TELLURIDE, Colo. - With his long, graying beard and hair, a brightly knitted cap on his head, Art Goodtimes stands out in any crowd. He calls himself a paleohippie, the prefix indicating ancient or prehistoric. A native of San Francisco, the son of a postal carrier, he attended a Jesuit seminary before making his way into the broader world, ending up in Telluride 30 years ago.
Goodtimes - his given name was Arturo Bontempi - cannot easily be typecast. He regularly and unashamedly attends the Rainbow Family of Living Light festivals held each summer in some mountain meadow in the West. Just as reliably, he can be seen at conferences hither and thither across Colorado and elsewhere in the West, intently listening while his hands busily hook rugs. Whether the performers on stage are poets or politicians seems to matter not at all.

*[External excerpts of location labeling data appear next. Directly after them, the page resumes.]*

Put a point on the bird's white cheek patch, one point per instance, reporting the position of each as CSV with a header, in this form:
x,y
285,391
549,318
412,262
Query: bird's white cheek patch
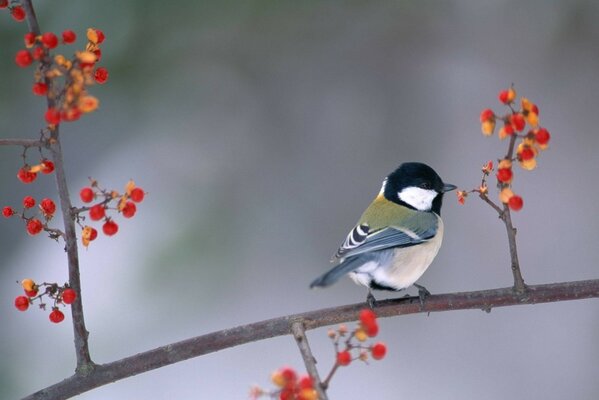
x,y
420,199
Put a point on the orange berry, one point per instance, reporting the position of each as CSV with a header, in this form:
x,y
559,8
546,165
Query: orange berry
x,y
379,350
515,203
343,358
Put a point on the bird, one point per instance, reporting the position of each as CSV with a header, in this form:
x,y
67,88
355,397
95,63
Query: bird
x,y
398,235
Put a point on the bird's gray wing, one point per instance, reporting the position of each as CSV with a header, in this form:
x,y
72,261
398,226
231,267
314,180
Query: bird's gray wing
x,y
414,230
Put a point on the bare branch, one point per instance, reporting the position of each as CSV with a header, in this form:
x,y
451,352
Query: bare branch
x,y
299,333
209,343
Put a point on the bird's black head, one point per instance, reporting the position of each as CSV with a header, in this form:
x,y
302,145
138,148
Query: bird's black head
x,y
417,186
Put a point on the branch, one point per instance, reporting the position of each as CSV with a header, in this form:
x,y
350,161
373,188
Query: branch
x,y
84,362
209,343
299,333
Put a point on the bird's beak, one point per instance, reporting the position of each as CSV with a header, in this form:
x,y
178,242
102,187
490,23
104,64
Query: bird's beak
x,y
448,187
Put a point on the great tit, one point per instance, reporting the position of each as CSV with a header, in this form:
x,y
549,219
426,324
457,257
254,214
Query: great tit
x,y
397,237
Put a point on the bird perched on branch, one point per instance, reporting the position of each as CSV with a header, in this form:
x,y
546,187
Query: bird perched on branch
x,y
397,237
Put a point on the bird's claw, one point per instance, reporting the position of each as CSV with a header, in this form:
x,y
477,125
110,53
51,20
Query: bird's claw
x,y
370,300
423,293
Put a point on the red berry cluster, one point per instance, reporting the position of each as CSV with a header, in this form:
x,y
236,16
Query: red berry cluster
x,y
35,222
70,92
289,387
124,203
530,144
59,295
367,328
16,12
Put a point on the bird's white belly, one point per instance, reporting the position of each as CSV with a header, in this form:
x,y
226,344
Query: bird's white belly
x,y
402,267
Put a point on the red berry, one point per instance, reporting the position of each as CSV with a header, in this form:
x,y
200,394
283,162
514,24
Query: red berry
x,y
38,53
23,58
97,212
40,89
343,358
86,194
101,36
129,209
101,75
34,226
53,116
526,154
542,136
305,382
18,13
372,329
50,40
29,39
93,234
504,175
515,203
22,303
367,316
48,166
69,36
289,375
504,96
48,207
68,296
98,54
378,351
26,176
487,115
56,316
110,228
28,202
518,121
137,195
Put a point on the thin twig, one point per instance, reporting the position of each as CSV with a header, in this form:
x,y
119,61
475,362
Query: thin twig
x,y
84,363
209,343
299,333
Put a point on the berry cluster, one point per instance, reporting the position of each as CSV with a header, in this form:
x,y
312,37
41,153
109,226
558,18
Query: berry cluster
x,y
290,386
64,81
348,347
36,218
106,200
514,124
367,328
59,295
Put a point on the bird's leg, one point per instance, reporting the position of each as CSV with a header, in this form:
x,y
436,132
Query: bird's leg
x,y
370,300
423,293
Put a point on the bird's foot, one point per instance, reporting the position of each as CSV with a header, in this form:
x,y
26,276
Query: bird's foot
x,y
423,293
370,300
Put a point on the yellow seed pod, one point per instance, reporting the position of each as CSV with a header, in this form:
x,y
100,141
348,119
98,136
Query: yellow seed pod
x,y
361,335
86,57
488,127
307,394
505,164
529,165
505,194
87,104
532,119
28,284
278,379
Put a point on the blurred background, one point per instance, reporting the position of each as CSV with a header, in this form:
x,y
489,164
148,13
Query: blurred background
x,y
261,130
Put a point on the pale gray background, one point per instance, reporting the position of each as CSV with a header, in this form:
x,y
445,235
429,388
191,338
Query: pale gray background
x,y
261,129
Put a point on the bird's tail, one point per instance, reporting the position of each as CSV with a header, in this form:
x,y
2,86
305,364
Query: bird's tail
x,y
347,266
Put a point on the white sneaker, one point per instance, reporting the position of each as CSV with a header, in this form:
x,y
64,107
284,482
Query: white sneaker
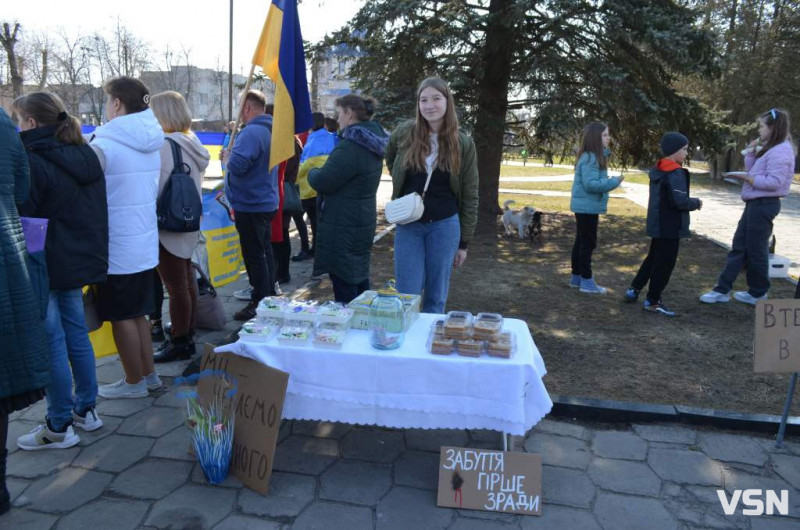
x,y
747,298
244,294
43,438
122,389
88,422
713,297
153,381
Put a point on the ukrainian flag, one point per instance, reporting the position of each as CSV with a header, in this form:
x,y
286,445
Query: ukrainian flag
x,y
280,54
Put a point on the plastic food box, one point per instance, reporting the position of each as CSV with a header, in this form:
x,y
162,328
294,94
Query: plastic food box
x,y
259,329
295,332
330,335
334,313
360,307
272,307
487,326
306,311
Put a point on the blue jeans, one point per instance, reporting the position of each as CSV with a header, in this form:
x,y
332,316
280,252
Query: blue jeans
x,y
69,346
751,247
423,259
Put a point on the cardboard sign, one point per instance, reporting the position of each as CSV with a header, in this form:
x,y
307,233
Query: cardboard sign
x,y
258,404
493,481
777,343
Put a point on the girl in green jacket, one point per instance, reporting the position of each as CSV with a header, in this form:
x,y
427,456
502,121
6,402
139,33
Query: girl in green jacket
x,y
589,199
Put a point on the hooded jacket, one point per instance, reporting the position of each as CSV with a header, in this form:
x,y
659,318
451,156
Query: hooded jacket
x,y
249,183
669,204
68,189
181,244
772,173
591,186
129,147
348,184
24,355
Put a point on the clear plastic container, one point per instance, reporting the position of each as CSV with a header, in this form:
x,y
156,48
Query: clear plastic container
x,y
295,332
439,345
487,326
387,321
259,329
305,310
458,325
272,307
503,347
334,313
330,335
470,348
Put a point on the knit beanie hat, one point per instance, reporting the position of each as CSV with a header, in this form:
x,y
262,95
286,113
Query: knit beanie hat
x,y
672,142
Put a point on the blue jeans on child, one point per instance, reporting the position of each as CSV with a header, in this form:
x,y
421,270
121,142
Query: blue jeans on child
x,y
423,259
69,346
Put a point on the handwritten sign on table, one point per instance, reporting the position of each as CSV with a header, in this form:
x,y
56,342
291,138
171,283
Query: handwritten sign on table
x,y
777,344
493,481
258,405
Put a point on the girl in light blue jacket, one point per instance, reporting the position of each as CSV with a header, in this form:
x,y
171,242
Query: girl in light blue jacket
x,y
589,199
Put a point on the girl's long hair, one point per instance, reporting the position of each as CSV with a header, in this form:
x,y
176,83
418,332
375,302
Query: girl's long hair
x,y
592,142
419,143
48,109
778,119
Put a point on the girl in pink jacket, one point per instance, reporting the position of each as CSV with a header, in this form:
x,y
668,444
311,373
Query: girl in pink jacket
x,y
770,167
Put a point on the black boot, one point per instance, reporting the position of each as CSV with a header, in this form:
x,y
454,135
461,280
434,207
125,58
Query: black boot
x,y
175,349
5,497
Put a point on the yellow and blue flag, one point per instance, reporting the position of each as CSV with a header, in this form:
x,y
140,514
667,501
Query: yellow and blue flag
x,y
280,54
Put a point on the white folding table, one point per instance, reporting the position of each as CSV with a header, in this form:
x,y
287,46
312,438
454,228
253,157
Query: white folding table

He's a politician himself, a three-term commissioner in San Miguel County. Telluride itself is resolutely Democratic, although Goodtimes formally affiliated with the Green Party. His politics, however, are strictly pragmatic. After all, he maintains his home 30 miles west of Telluride in conservative Norwood, a ranching centre.
But what is most memorable about Goodtimes is neither his profile nor his politics. Rather, it's his voice. His voice booms. Indoors, it fills up every corner of a large room. Outdoors, it can echo across valleys. If you heard the voice first, before seeing the individual, you'd be absolutely sure that some kind of Paul Bunyan figure was the source of the timbre. Making this all the more remarkable is that Goodtimes, if barrel-chested, is barely 5-foot-6.
Writing in his weekly column in The Telluride Watch , Goodtimes discloses that he is also unusual in another respect: he never skied in his first three decades in Telluride. It was, he explains, a matter of money and time.
However, he made sure his kids learned to ski. And now his youngest son, Gorio, has insisted he learn to ski, too. Goodtimes, with a re-election under his belt last November, gamely agreed, bought a six-day ski pass and consented to be schooled by his son.
"He liked the role reverse," writes Goodtimes. "And he was a good teacher. Not telling me too much. Letting me find out for myself things like balance and speed and how to stop while standing on two boards racing down a slippery slope... Truth is, I loved it."
Next year? Yes, another six-day pass, confirms Goodtimes. "After 30 years living in San Miguel County, I finally feel like a native. I can run a chainsaw and make turns."